Em uma época na qual declinou o projeto de
“cristandade” é preciso voltar ao essencial e rever o exercício da missão. Ás
vezes há muita Igreja e pouco Reino! O objetivo é o Reino, o demais são meios
para se implantar o Reino. O Reino de Deus é a meta. Por muito tempo se
identificou a Igreja com o Reino de Deus e assim ela se tornou absoluta,
cedendo ao triunfalismo confundindo-se com o Reino. São Paulo VI
escreveu: “Só o Reino, por conseguinte é absoluto, e faz com que se torne
relativo tudo o mais que não se identifica com ele” (S. Paulo VI in
Evangelii Nuntiandi 8).
A referência deve ser o Reino e não a Igreja
em primeiro lugar. Ela é testemunha, anunciadora e portanto: sua servidora.
Nela o Reino já está presente em germem. E povo de Deus aqui não é noção
sociológica, mas teológica: Não só o povo pertence a Deus, mas Deus quis ter um
povo: “Eles serão o seu povo e Ele será o Deus que está com eles” (Ap
21,3).
O Novo Testamento inteiro está explícita, ou
implicitamente construído sobre o tema do povo de Deus. É esta noção de Igreja
Servidora do Reino como Povo de Deus Peregrino, povo Messiânico, que sustenta a
sinodalidade.
Vivenciar a eclesiologia do povo de Deus exige
a humildade de passar de uma cristologia do Pantocrator para
uma cristologia do Servo Sofredor de Javé. “Muito tempo antes de
Paulo, foi no capítulo do Servo Sofredor (Is 53) que a comunidade das origens
foi buscar a chave para penetrar o mistério profundo do Filho de Deus padecendo
a morte ignominiosa de cruz” (J. Jeremias, O Povo de Deus, Paulus, S. Paulo,
2002, 29).
De fato, entre as estruturas do mal, irrompe o
Reino de Deus, sua metodologia não pode ser a do reino deste mundo. Jesus
propõe a metodologia da bondade e do amor, da kénose, vencer o mal fazendo o
bem. Assim, quem constrói o Reino e a comunidade é o Servo Sofredor, Jesus:
“Pus nele meu espírito, ele levará o direito aos povos” (Is
42,1-2).
Contra o Deus do messianismo popular dos
zelotas Jesus opõe o Servo Sofredor. Contra o Deus dos Escribas e fariseus do
templo, o Deus da misericórdia. É este caminho que a Igreja deve percorrer como
o percorreu seu Senhor e Mestre (cf.
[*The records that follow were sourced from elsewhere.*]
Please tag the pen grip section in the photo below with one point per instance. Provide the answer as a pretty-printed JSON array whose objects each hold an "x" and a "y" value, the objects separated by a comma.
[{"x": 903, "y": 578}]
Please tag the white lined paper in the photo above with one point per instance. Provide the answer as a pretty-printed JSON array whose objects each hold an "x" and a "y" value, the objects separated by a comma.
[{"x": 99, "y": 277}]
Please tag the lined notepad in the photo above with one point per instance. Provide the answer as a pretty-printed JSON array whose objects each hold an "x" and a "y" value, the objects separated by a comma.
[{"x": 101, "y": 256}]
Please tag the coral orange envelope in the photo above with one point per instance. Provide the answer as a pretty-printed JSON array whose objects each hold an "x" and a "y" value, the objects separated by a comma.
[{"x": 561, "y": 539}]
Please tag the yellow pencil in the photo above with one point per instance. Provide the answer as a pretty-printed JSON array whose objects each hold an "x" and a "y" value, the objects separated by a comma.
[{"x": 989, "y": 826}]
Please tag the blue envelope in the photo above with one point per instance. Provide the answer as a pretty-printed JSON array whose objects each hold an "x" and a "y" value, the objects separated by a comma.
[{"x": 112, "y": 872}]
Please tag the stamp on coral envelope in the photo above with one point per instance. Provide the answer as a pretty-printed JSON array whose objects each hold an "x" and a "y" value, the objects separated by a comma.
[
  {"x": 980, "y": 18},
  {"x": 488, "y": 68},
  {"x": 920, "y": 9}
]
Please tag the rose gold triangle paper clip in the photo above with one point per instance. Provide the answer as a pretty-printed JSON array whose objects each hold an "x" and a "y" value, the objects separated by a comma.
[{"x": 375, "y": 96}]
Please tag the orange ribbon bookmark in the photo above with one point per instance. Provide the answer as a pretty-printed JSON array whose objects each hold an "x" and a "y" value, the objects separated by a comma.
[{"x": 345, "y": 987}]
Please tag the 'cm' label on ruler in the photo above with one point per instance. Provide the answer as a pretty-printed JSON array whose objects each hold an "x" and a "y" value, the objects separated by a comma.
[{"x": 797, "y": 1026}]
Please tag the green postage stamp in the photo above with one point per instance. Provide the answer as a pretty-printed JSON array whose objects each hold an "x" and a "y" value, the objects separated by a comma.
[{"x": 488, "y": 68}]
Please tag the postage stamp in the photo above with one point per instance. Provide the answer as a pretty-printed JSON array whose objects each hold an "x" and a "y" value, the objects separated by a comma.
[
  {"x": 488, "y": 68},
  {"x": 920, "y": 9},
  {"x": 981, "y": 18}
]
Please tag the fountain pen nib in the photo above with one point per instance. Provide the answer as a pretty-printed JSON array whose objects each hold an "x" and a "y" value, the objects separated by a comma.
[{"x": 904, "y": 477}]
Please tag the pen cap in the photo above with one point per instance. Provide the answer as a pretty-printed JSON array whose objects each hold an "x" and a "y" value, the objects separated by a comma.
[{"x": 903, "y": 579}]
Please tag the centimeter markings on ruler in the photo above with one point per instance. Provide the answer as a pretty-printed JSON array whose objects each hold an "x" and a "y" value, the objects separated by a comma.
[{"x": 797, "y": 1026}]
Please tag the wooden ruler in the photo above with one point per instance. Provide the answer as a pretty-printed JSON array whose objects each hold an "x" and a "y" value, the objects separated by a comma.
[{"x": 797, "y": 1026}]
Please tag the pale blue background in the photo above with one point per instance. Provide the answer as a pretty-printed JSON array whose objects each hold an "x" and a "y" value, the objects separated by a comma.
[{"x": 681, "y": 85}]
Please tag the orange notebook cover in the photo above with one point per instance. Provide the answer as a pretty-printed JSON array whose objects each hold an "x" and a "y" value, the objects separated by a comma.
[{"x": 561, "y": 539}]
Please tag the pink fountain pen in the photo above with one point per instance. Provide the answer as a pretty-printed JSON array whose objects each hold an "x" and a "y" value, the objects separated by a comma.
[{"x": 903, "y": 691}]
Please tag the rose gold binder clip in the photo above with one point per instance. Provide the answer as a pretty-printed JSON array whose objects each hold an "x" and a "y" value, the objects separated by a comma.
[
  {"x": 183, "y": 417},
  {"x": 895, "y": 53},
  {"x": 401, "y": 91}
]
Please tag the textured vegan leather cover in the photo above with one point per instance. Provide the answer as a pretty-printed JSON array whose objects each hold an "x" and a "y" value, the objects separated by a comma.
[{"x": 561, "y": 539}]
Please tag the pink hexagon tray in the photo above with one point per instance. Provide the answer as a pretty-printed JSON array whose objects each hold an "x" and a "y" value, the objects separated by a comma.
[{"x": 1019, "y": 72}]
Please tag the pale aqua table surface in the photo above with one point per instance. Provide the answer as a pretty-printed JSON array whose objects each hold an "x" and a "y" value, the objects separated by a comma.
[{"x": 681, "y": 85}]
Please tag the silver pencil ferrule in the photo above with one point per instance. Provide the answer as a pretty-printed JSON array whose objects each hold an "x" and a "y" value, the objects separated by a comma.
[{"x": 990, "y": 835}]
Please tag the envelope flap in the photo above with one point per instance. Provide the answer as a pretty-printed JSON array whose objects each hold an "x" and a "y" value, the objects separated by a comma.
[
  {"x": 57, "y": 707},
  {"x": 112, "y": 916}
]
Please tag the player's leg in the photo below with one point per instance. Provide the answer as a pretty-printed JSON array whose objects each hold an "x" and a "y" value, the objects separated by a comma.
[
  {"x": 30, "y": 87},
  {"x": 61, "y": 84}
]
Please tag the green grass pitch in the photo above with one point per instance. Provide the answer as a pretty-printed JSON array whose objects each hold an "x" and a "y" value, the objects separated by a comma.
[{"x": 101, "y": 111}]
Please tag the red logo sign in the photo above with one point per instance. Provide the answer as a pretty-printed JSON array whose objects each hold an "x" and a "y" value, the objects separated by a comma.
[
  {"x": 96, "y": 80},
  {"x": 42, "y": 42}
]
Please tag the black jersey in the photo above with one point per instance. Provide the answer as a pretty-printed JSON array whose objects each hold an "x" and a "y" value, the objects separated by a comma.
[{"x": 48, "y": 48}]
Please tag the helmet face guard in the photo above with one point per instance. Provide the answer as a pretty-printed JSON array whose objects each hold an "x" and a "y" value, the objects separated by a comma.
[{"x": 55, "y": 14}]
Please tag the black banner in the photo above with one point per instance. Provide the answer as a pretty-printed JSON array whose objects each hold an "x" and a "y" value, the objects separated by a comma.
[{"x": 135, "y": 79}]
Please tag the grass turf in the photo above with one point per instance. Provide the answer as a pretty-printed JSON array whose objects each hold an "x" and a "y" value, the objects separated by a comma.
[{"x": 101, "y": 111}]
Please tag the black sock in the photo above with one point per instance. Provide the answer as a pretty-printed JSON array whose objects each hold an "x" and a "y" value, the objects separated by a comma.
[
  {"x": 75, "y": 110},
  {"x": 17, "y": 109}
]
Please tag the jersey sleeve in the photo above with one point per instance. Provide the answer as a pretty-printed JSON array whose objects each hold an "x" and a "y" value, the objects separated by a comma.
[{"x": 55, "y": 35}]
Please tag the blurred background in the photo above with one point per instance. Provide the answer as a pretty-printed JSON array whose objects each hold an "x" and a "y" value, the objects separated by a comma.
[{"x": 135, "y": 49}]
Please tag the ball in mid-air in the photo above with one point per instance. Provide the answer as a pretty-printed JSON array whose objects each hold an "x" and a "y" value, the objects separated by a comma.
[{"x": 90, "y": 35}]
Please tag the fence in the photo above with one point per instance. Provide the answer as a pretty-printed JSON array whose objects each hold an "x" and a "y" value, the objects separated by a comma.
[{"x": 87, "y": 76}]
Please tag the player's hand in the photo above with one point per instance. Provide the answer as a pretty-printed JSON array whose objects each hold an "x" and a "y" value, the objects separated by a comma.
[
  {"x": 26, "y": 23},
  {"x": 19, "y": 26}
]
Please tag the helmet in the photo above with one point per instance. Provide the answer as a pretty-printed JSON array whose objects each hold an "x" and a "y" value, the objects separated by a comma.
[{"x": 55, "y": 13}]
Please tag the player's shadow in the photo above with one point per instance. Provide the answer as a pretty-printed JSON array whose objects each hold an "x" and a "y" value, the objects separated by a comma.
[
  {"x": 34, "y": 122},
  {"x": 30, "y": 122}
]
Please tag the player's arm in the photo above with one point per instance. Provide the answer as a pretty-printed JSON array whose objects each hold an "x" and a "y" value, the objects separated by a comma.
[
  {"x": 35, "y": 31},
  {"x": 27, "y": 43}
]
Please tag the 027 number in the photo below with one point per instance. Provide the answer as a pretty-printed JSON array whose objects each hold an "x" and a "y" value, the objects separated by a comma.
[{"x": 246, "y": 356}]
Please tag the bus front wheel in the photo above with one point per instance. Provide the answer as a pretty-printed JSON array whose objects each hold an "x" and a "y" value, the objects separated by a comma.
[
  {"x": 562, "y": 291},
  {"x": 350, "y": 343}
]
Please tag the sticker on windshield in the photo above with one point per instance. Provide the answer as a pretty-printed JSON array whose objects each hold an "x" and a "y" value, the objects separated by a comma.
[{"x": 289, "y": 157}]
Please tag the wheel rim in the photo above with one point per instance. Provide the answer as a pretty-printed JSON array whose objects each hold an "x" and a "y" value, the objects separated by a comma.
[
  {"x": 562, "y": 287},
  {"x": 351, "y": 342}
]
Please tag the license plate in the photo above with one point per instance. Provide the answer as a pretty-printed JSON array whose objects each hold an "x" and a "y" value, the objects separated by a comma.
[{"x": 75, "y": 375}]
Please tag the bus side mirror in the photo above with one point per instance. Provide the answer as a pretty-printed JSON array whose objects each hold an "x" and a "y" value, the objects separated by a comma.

LG 8).
O descentramento da Igreja, fará com que a
Igreja seja capaz de pensar na humanidade toda, mais que em si mesma e no seu
poder. Fará também que ela não ceda à tentação de tomar o lugar de Cristo, seu
Senhor, mas assim como ele fez seja servidora da humanidade. Uma Igreja
misericordiosa e em saída.
Só o Espírito Santo faz com que a Igreja compreenda o que humanamente é incompreensível: a sabedoria da cruz. Cruz que é a bandeira da Igreja.